A man’s ability to produce sperm may depend on his ability to handle stress, according to a study from Italy that looked at the impact of short- and longer-term stress.
The researchers, who published their findings in the journal Fertility & Sterility, found that men with higher levels of both short- and long-term stress and anxiety ejaculated less semen and had lower sperm concentration and counts.
Men with the highest anxiety levels were also more likely to have sperm that were deformed or less mobile.
“Taken together, our observations strongly suggest that (stress and anxiety) may represent a significant factor involved in male fertility,” wrote the researchers led by Elisa Vellani of the European Hospital in Rome.
Previous research has found that men going through fertility treatment or evaluation have higher stress levels than the average person, and some studies have also shown links between stress and sperm quality, Vellani’s team wrote. But nobody had looked at whether short-term increases in stress and long-term anxiety had different effects.
For the study, the team recruited 94 men who were visiting the hospital’s fertility clinic for the first time, and, as a comparison group, 85 other men who were not seeking fertility treatments.
Each man provided a semen sample for analysis. The men then answered two surveys that measured their current stress and long-term anxiety on scales ranging from 20 to 80 points, with higher scores indicating greater stress or anxiety.
On average, men in both groups scored between 27 and 40 on the tests, which is not considered “pathological,” the researchers noted.

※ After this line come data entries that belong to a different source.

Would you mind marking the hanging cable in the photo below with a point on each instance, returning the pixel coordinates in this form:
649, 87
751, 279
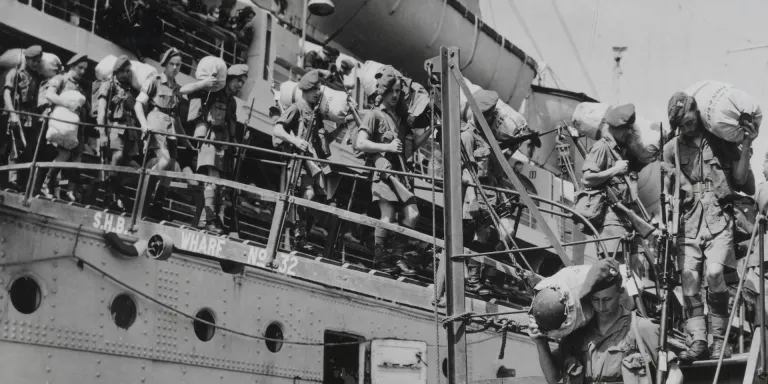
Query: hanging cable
575, 49
437, 289
594, 29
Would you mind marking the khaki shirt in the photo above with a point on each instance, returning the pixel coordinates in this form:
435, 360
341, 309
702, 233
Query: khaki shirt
298, 116
589, 354
163, 92
120, 102
710, 164
601, 157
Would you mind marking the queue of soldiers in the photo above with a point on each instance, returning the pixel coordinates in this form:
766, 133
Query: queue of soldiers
154, 108
714, 175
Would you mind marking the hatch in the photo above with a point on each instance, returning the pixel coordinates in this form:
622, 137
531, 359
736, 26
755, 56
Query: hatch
398, 361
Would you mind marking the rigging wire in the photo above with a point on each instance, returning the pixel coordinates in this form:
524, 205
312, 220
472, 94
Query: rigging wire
575, 49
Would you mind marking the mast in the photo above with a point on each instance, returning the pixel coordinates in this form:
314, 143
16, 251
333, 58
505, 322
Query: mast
454, 267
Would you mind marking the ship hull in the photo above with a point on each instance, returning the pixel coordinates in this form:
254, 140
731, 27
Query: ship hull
72, 335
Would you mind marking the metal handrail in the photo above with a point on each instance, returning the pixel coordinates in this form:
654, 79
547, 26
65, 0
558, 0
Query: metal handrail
247, 188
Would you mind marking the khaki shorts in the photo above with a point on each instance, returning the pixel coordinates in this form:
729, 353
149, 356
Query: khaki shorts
162, 123
715, 248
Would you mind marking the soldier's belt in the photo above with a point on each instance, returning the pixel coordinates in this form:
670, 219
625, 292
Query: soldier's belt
167, 111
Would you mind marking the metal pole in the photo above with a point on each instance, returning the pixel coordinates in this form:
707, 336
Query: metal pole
305, 18
457, 348
141, 187
761, 301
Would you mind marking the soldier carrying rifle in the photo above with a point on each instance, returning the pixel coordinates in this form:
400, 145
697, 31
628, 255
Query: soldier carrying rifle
605, 164
217, 121
478, 229
116, 99
20, 93
381, 137
711, 173
299, 126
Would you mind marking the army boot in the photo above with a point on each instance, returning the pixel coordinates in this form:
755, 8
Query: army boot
696, 327
382, 258
300, 237
208, 220
474, 283
400, 252
718, 323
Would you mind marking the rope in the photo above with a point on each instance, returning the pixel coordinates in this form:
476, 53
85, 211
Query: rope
575, 50
434, 234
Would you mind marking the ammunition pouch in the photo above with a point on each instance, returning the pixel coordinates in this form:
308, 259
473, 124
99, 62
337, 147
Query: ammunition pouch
744, 221
321, 144
592, 204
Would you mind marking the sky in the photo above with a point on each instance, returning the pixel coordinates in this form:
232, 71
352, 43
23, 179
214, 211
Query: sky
671, 44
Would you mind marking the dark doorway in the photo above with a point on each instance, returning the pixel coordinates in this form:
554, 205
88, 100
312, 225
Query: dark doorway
341, 358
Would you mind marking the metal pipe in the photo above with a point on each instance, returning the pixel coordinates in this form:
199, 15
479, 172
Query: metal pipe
761, 306
457, 345
470, 255
737, 300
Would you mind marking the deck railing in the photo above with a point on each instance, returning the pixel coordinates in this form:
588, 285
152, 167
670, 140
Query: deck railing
264, 195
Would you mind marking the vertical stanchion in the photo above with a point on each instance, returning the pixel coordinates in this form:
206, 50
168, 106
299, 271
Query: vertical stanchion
454, 269
33, 171
141, 187
761, 299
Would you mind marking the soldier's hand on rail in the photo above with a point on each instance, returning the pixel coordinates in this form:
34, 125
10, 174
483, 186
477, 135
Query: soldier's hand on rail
535, 334
301, 144
209, 82
750, 132
395, 146
621, 167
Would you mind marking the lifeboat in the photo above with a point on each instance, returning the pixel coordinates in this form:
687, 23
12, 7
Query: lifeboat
406, 33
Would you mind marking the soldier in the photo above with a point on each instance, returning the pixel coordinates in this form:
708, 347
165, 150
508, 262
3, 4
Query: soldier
603, 167
478, 230
69, 81
217, 121
20, 93
291, 127
116, 100
381, 137
322, 59
711, 172
162, 95
607, 349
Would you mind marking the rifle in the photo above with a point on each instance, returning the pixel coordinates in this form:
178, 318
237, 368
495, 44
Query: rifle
19, 142
239, 156
641, 225
666, 276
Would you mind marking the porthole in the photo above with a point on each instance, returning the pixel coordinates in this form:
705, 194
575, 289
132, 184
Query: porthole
123, 310
274, 332
204, 331
25, 295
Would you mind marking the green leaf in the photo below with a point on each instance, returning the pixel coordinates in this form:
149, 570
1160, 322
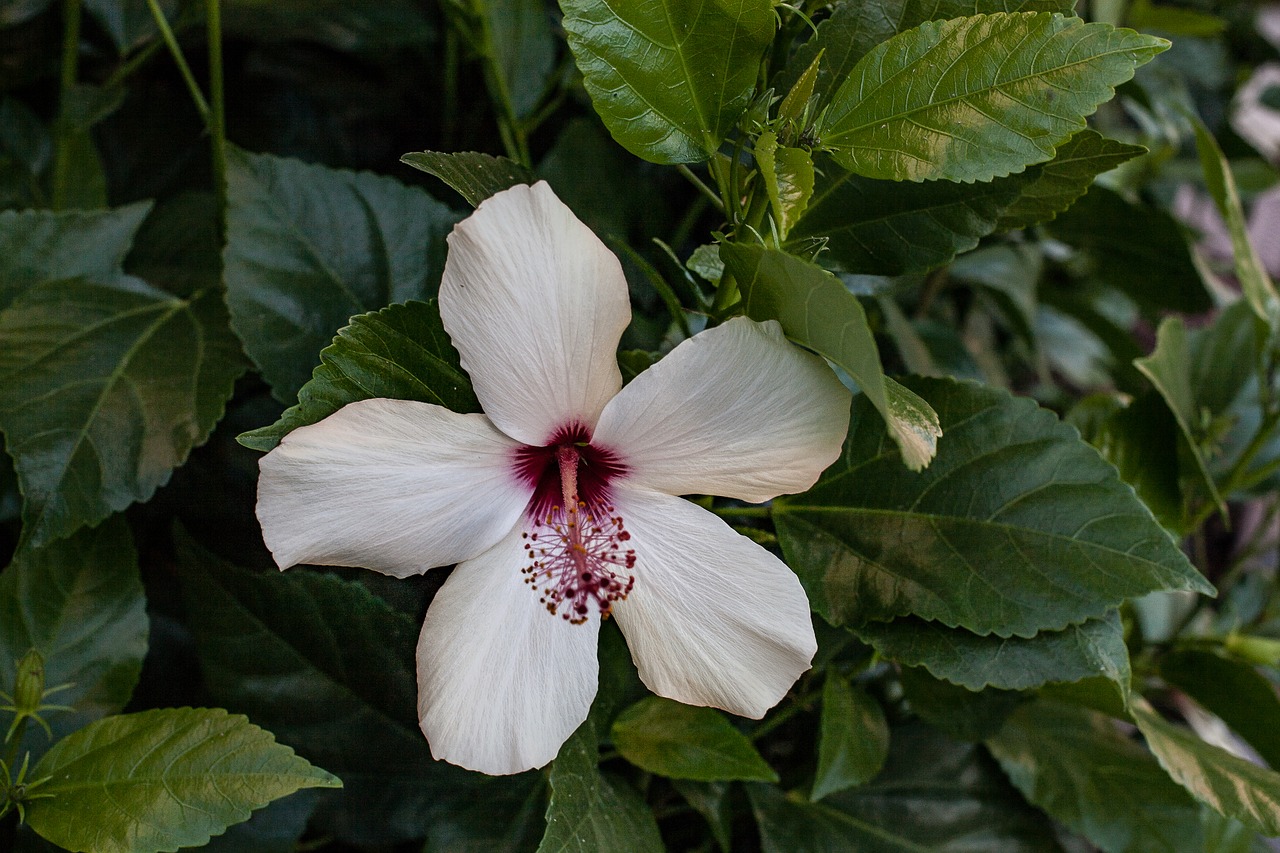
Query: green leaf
80, 603
1223, 781
977, 97
1088, 649
401, 352
1018, 527
818, 311
474, 176
931, 794
1052, 187
682, 742
1080, 769
1260, 291
40, 246
853, 740
890, 228
670, 78
590, 812
309, 246
163, 779
105, 387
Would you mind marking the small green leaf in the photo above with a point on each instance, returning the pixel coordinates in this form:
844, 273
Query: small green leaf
682, 742
818, 311
1080, 769
401, 352
1018, 527
474, 176
592, 812
670, 78
853, 740
163, 779
1088, 649
978, 97
292, 282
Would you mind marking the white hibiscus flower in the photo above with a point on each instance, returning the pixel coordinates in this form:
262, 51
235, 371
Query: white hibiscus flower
560, 502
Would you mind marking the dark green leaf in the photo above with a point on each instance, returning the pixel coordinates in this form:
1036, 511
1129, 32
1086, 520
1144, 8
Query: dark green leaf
682, 742
401, 352
670, 78
978, 97
1018, 527
1091, 648
307, 247
931, 794
1223, 781
161, 779
1052, 187
590, 812
474, 176
818, 311
1080, 769
853, 740
80, 603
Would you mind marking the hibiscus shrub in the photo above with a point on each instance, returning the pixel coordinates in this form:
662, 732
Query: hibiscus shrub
846, 424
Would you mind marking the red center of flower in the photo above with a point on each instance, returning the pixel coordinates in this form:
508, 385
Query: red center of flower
576, 546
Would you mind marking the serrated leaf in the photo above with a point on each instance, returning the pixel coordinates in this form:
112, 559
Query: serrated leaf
161, 779
105, 387
307, 247
978, 97
931, 793
890, 228
682, 742
80, 603
592, 812
401, 352
853, 740
1083, 771
818, 311
1223, 781
670, 78
1052, 187
1016, 527
474, 176
1092, 648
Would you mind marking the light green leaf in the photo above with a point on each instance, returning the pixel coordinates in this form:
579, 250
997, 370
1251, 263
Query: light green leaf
401, 352
1052, 187
977, 97
474, 176
1223, 781
671, 77
853, 740
163, 779
309, 246
818, 311
682, 742
1088, 649
1080, 769
590, 812
1018, 527
80, 603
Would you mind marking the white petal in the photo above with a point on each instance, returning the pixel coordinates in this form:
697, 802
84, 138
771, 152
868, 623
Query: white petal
735, 411
535, 305
389, 484
502, 683
713, 619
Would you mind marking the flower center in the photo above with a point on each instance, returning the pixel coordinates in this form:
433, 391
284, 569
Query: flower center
577, 546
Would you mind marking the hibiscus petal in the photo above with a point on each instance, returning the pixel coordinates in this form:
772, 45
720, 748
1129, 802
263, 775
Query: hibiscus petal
389, 484
713, 619
735, 411
502, 683
535, 305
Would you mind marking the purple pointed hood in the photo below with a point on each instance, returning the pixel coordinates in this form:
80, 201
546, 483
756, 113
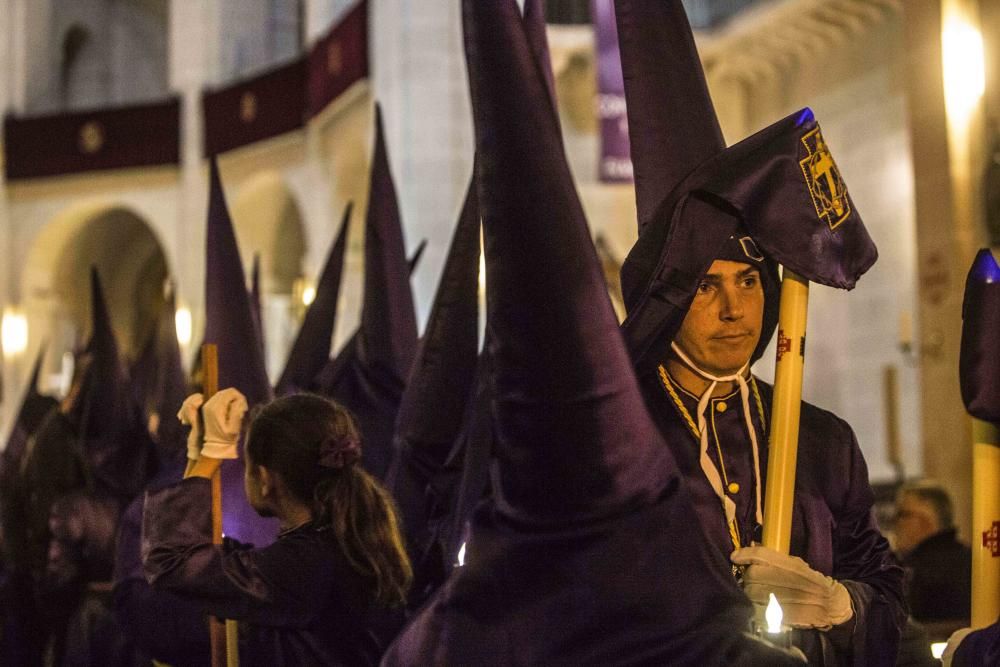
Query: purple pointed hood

But when Vellani’s group compared the 28 men with the lowest stress and anxiety levels to the 40 men with the highest levels, they found that the stressed men were more likely to have lower sperm concentration and counts.
The most stressed men’s sperm were also more likely to be immobile and slightly more prone to DNA breaks.
But Tina Jensen from Rigshospitalet in Copenhagen, who has studied the effects of environmental factors on sperm quality, said it was hard to know how these results might apply to the general population given that some men in the study were already undergoing fertility treatment.
“Do you become stressed from becoming infertile or is stress causing infertility?” she asked.
Vellani’s team noted that the association between stress and sperm quality was weaker in men who were not seeking fertility treatment, and who also seemed to have better sperm quality anyway.
They concluded that “social and psychological factors” should be considered when assessing possible causes of infertility and addressed as part of fertility treatment.
Jensen said it’s hard to tell how different the most and least stressed men were based on the study report, but agreed that the results are probably most relevant for men who are going through fertility treatment, which itself is very stressful.
“Generally, for normal men it’s not important,” she said.